What might we do, Mr. Lapham, to change the course of American history and politics? The truth illuminated in “Bombast Bursting” may well set us poor citizens free from our democratic delusions, but what does it set us free for? In the long shadow of America’s millionaires and billionaires, commiseration is cold comfort indeed.
Tom Kerr
Syracuse, N.Y.
Hindsight Is 20/20
I have been asked to identify what was fabricated in my article “Prophets and Losses,” which ran in the February 1998 edition of Harper’s Magazine.
I fabricated the text from “The man” to “the psychic” in paragraph 5; “Sharona” and the attributed quote in paragraph 6. I exaggerated and fabricated the facts in paragraphs 7, 8, 9, and 10. I fabricated the text from paragraph 13 to “August 1.” I fabricated the last sentence of the first paragraph following “August 1,” the following discussion with Ruth, and the last sentence before “August 3.” I fabricated the events labeled “August 4”; “August 8”; “August 9”; the last paragraph of “August 10”; “August 12”; “August 13”; the first, sixth, seventh, eighth, ninth, tenth, and eleventh paragraphs of “August 15”; “August 19”; “August 21”; “August 22”; “August 23”; and “August 24.”
In addition to the content of the article, I fabricated notes in support of this story.
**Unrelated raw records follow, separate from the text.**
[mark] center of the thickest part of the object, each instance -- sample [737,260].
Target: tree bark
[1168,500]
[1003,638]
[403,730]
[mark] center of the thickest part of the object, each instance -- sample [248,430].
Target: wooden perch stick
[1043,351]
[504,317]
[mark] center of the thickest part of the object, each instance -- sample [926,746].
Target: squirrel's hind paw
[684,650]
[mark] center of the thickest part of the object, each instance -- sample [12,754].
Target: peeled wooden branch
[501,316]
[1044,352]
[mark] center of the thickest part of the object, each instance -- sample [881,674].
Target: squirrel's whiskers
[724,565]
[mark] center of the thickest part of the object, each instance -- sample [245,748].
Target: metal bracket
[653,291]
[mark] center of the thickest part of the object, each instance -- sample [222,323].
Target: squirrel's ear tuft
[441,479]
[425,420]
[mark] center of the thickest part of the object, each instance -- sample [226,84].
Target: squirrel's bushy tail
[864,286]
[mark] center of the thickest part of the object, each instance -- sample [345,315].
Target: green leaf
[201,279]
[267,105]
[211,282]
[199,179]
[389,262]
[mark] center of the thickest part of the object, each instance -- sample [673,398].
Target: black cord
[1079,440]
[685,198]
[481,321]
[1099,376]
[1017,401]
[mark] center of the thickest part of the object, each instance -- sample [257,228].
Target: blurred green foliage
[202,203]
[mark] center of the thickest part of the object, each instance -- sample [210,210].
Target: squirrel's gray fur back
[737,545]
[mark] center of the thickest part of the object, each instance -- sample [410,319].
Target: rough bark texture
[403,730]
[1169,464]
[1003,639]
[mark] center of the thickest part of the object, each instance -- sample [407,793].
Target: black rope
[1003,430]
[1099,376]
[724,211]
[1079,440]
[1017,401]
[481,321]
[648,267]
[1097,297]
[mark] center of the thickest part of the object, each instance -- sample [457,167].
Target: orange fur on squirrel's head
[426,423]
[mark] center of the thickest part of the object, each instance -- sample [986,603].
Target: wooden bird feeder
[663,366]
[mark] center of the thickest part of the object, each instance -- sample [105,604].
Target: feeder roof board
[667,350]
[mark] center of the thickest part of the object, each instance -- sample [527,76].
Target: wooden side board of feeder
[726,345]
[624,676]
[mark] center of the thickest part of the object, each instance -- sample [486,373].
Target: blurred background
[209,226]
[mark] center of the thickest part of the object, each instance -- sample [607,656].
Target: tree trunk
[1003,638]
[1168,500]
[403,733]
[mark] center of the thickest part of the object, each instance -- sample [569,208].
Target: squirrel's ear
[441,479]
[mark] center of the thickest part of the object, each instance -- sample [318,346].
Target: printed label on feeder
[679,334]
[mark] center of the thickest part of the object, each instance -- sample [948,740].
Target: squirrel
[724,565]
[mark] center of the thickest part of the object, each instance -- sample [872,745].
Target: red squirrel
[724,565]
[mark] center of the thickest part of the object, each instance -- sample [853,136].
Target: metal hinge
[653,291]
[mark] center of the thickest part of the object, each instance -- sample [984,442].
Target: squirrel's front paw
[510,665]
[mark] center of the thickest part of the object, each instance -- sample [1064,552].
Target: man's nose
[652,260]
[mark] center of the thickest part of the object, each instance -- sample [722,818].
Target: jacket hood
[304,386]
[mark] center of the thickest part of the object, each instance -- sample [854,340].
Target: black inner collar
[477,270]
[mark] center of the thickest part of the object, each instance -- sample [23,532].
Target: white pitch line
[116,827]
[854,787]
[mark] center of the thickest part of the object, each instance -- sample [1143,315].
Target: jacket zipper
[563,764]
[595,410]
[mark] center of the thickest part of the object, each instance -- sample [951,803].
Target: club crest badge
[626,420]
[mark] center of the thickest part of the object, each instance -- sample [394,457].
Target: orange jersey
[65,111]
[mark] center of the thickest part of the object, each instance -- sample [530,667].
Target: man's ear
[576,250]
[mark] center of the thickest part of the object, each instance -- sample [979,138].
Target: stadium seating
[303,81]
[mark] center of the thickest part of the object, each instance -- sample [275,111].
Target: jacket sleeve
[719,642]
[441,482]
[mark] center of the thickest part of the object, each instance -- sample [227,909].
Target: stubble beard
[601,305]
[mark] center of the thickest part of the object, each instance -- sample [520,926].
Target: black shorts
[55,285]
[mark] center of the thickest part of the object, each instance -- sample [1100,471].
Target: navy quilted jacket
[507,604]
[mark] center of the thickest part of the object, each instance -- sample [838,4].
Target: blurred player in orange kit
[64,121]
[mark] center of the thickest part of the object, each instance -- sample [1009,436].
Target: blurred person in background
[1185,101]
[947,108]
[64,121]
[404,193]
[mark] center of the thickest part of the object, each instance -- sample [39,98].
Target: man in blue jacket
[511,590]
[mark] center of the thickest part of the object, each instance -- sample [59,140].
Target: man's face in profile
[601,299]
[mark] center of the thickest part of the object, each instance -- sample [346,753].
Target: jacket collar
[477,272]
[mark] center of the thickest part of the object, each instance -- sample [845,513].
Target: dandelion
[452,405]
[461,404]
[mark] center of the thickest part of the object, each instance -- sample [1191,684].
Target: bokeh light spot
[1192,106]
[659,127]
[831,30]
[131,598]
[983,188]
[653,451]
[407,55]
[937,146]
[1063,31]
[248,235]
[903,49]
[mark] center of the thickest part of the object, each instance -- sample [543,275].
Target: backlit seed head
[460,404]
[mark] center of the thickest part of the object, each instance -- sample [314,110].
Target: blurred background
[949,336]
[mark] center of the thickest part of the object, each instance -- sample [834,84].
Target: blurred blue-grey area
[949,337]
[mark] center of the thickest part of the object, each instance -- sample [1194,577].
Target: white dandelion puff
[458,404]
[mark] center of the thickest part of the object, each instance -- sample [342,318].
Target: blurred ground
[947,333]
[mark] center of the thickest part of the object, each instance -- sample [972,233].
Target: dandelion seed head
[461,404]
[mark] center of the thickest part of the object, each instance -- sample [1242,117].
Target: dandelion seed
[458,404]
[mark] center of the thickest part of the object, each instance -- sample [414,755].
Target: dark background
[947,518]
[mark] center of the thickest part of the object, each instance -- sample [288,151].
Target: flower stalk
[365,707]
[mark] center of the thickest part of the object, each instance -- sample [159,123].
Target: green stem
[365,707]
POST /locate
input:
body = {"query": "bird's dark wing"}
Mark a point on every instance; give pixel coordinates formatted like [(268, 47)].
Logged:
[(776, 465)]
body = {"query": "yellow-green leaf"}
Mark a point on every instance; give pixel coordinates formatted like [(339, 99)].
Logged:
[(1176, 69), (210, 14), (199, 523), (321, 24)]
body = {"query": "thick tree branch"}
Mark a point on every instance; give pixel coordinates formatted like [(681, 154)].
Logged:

I lied to the staff of Harper’s. I fabricated in interviews about this story. I engaged in egregious misconduct. This story should not be relied upon in any way.
I believe that this list is complete. However, there may be inadvertent omissions or errors, as I am relying exclusively on my seventeen-year-old memory.
I would like to publish a retraction of these fabrications. That said, you may prefer that my misdeeds not be referred to in your pages again.
Stephen Glass
Venice, Calif.
The editors respond:
Stephen Glass suggests that Harper’s Magazine may not wish to have his misdeeds mentioned in our pages again. On the contrary, we welcome the opportunity to correct the record — even almost eighteen years after the fact. Glass’s letter makes clear that at least 5,647 of the 7,902 words of “Prophets and Losses” were based on fabrications. A deception of that scale requires more than a simple enumerating of errors and falsehoods; we must retract the entire article. We won’t remove it from our online archive, but we’ve stamped the digital version with the word retracted. (Glass voluntarily returned the $10,000 fee we paid him for “Prophets and Losses.”) This is the first retraction in 165 years of Harper’s Magazine; that we’ve had to do this only once speaks to the excellent work of generations of fact-checkers. We remain committed to getting the story straight month after month, year after year — and to making sure no one like Stephen Glass is ever allowed to fool us again.